Vedo sempre ciò che ci allontana, certo; ma adesso vedo anche ciò che ci accomuna, ciò che ci avrebbe potuto avvicinare. L'irrequietezza, l'insoddifazione per il proprio lavoro. Il diprezzo per la mediocrità. Il bisogno di un riconoscimento sociale ed insieme il bisogno di qualcosa che gratifichi lo spirito, una causa per la quale battersi. L'essere sempre "contro", nell'intimo, nel pozzo bilioso dove si aggirano le nostre più cupe pulsioni di libertà e forse, il desiderio di solitudine. Il suo modo di fronteggiarla, la solitudine, di tenere a bada i demoni. Il bisogno di affetto. La difficoltà a dirlo, ed insieme il suo stare disarmato di fronte a qualche donna, "con i miei occhi di magazzino, i miei tamburi arabi", avrebbe cantato Dylan, e poi il sottrarsi con un guizzo d'orgoglio, quello che poi lo avrebbe costretto a pentirsi, forse, quello che lo avrebbe costretto agli infiniti ripensamenti notturni.
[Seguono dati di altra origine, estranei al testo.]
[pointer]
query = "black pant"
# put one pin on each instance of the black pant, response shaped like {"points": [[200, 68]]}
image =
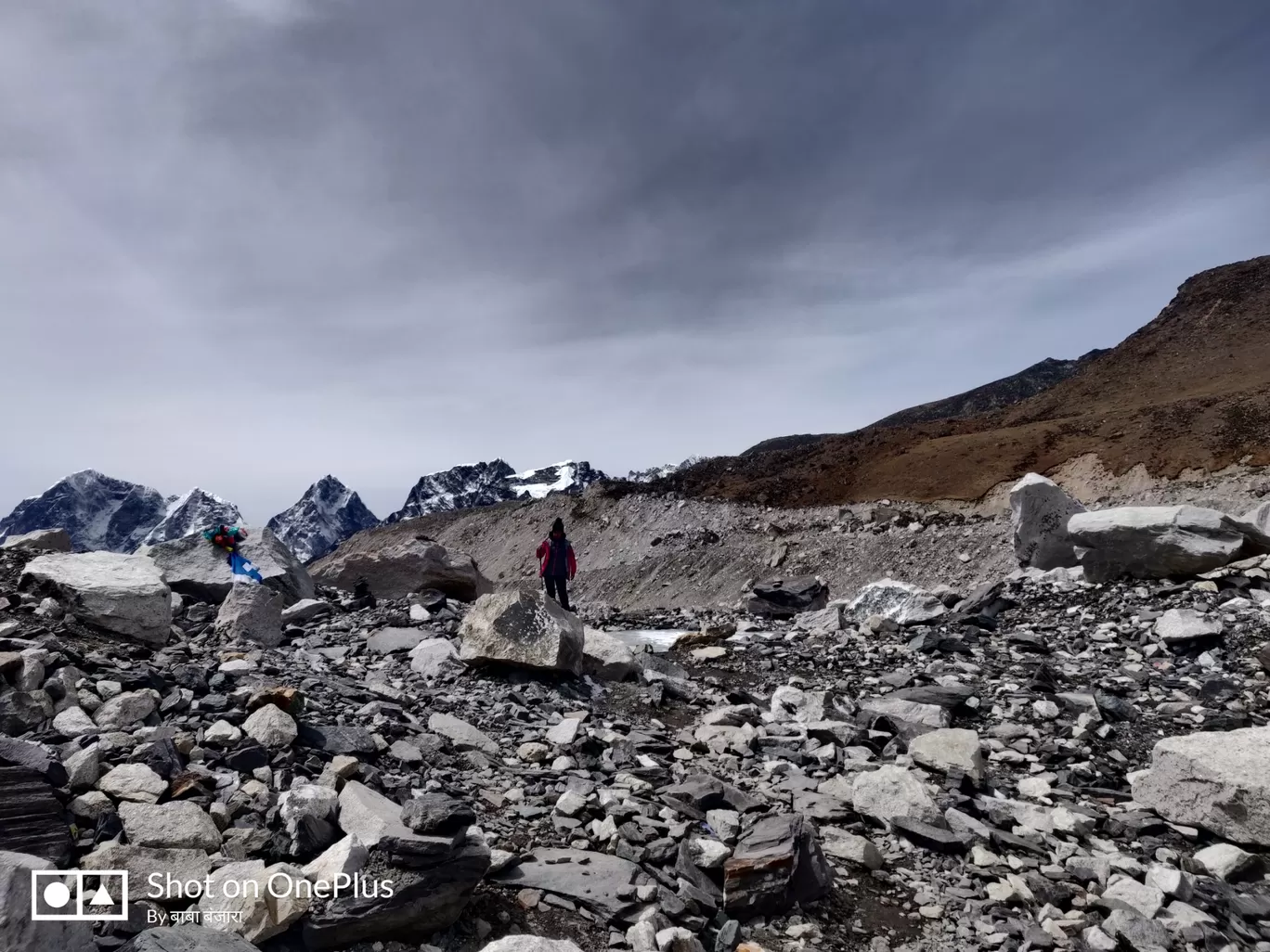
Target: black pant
{"points": [[558, 589]]}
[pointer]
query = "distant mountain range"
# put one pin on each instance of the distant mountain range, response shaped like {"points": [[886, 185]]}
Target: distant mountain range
{"points": [[104, 513], [327, 514], [489, 483]]}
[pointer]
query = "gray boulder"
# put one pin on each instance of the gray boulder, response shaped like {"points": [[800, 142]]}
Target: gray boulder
{"points": [[530, 944], [120, 593], [428, 895], [1155, 541], [175, 825], [607, 658], [1180, 624], [434, 658], [1215, 781], [1256, 521], [196, 568], [898, 600], [271, 727], [776, 865], [950, 749], [252, 612], [40, 541], [524, 630], [785, 598], [397, 562], [1038, 513], [892, 791], [17, 928]]}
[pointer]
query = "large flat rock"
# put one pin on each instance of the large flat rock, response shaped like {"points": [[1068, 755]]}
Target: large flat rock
{"points": [[396, 561], [776, 863], [590, 879], [196, 568], [120, 593], [524, 630], [1155, 541]]}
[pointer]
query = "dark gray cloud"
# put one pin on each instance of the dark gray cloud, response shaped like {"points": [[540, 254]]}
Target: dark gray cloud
{"points": [[383, 238]]}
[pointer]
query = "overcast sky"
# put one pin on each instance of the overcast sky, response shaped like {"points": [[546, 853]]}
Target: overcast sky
{"points": [[247, 242]]}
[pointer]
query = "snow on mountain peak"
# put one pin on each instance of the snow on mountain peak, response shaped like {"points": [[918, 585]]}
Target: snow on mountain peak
{"points": [[189, 513], [99, 511], [325, 516], [489, 483]]}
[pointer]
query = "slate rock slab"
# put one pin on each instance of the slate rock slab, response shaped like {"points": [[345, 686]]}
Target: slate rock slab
{"points": [[592, 880], [776, 865]]}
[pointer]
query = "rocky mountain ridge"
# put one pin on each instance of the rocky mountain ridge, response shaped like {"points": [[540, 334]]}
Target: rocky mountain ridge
{"points": [[996, 395], [190, 513], [1187, 392]]}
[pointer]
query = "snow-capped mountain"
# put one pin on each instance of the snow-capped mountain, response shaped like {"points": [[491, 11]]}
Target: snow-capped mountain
{"points": [[456, 487], [560, 478], [487, 483], [99, 511], [653, 472], [190, 513], [327, 514]]}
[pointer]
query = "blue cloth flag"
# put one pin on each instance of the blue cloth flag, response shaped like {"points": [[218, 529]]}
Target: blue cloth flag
{"points": [[241, 566]]}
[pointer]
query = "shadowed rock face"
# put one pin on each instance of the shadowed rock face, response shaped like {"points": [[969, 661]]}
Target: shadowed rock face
{"points": [[327, 514], [428, 895], [397, 561], [776, 865]]}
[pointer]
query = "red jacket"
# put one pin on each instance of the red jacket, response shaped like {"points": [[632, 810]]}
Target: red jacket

Questo, vedo anche questo. E vedo la pigrizia, la nemica delle ambizioni. Il piacere provato nell'uscire, per strada, il piacere di camminare, il piacere di svolgere un'attività apparente, che lasci il tempo di pensare ai fatti propri, una certa inclinazione filosofica, mortificata nella società odierna, dove il pensare conta pochissimo rispetto al fare (si veda com'è ridotto il giornalismo, specie quello televisivo). Vedo sprazzi di timidezza, in lui, come in me, ma più sanguigno lui di me, più irruento, emotivo, meno abituato a sopportare, meno capace di venire a patti, entrambi irritabili, ma io ringhio fra me, mi divoro, lui esplodeva, aggrediva.
Questa riflessione è iniziata il giorno della sua scomparsa e non finirà mai.